Ciechocinek. Spłonął zabytek
Zachowały się stropy
Jak się dowiedzieliśmy, postępowanie wyjaśniające w sprawie wykreślenia spalonego dawnego Hotelu Müllera z rejestru zabytków zostało zakończone, a zainteresowani mogą się z aktami sprawy zapoznać w Departamencie Ochrony Zabytków Ministerstwa Kultury i Dziedzictwa Narodowego w Warszawie. Jest wśród nich jest znana nam opinia, wykonana przez Krajowy Ośrodek Badań i Dokumentacji Zabytków w Warszawie. Nie pozostawia ona złudzeń: dawny zabytek w całości (także z kompletnie zniszczona w pożarze Sala Malinowa, należąca do prywatnego właściciela), nie powinien być wykreślony z rejestru zabytków "z uwagi na wartości zabytkowe obiektu". Specjaliści dokładnie opisali stopień zniszczeń, podkreślając, że budynek dawnego internatu ,czyli skrzydło dawnego hotelu od strony ul. Kościuszki, najmniej ucierpiał w pożarze. Stan jego ścian wedle tej ekspertyzy "jest zasadniczo dobry, za wyjątkiem niewielkich fragmentów w części południowej ogień nie spowodował tu istotnych uszkodzeń" , zachowały się stropy i część stolarki okiennej, która w większości, ale nie ma walorów zabytków, bo była wymieniana po wojnie.

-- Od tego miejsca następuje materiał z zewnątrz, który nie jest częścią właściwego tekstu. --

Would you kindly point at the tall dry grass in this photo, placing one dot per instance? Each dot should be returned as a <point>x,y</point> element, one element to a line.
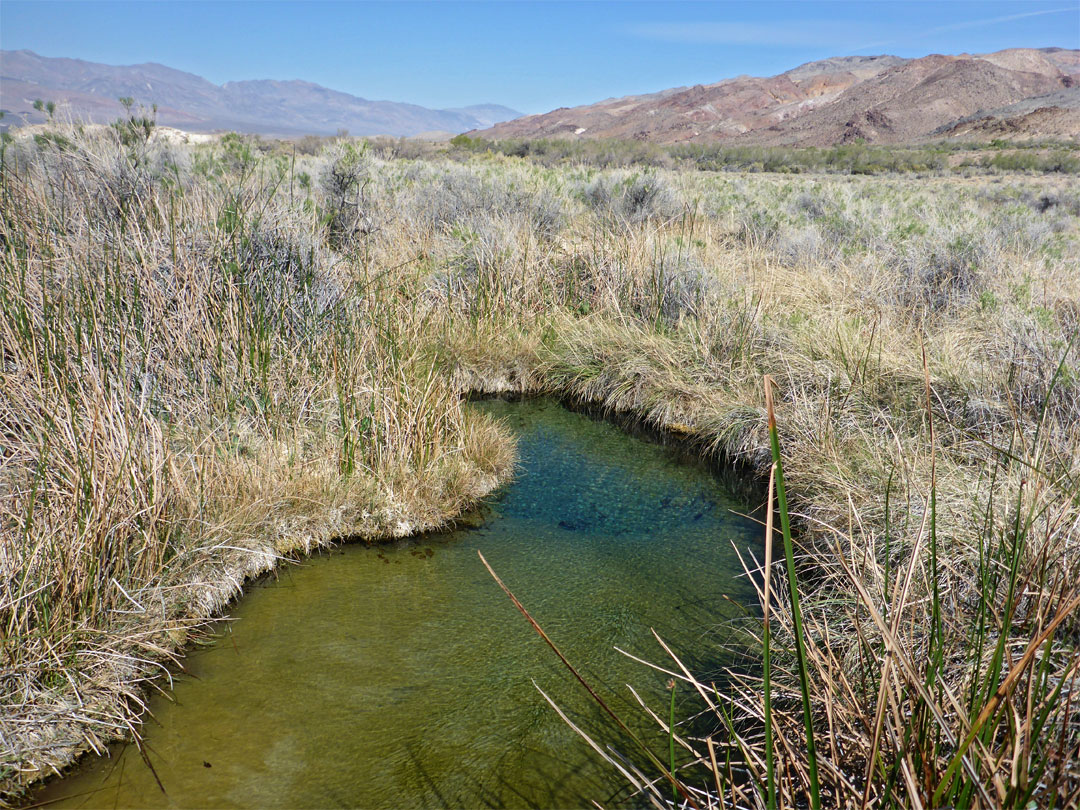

Na rekonstrukcję powiat nie ma pieniędzy
Budynek ma być zrekonstruowany, ma wiernie odtwarzać "bryłę, formę i konstrukcję pierwotnego obiektu, bez jakichkolwiek zmian i uproszczeń oraz unowocześnień wpływających na odbiór budynku jako obiektu zabytkowego" - czytamy w opinii KIBiDZ.
- Do starostwa jeszcze ten dokument nie dotarł. Powiem szczerze, że jestem zdumiony docierającymi do nas nieoficjalnymi opiniami z Warszawy - mówi starosta Zbigniew Żbikowski. - Wygląda na to, że nikt nie wziął pod uwagę ekspertyzy techniczno-ekonomicznej, która została wykonana przez fachowców z Torunia. Powiat nie ma i prawdopodobnie nigdy nie będzie miał takich pieniędzy, by odbudować budynek dawnego internatu w pierwotnym kształcie.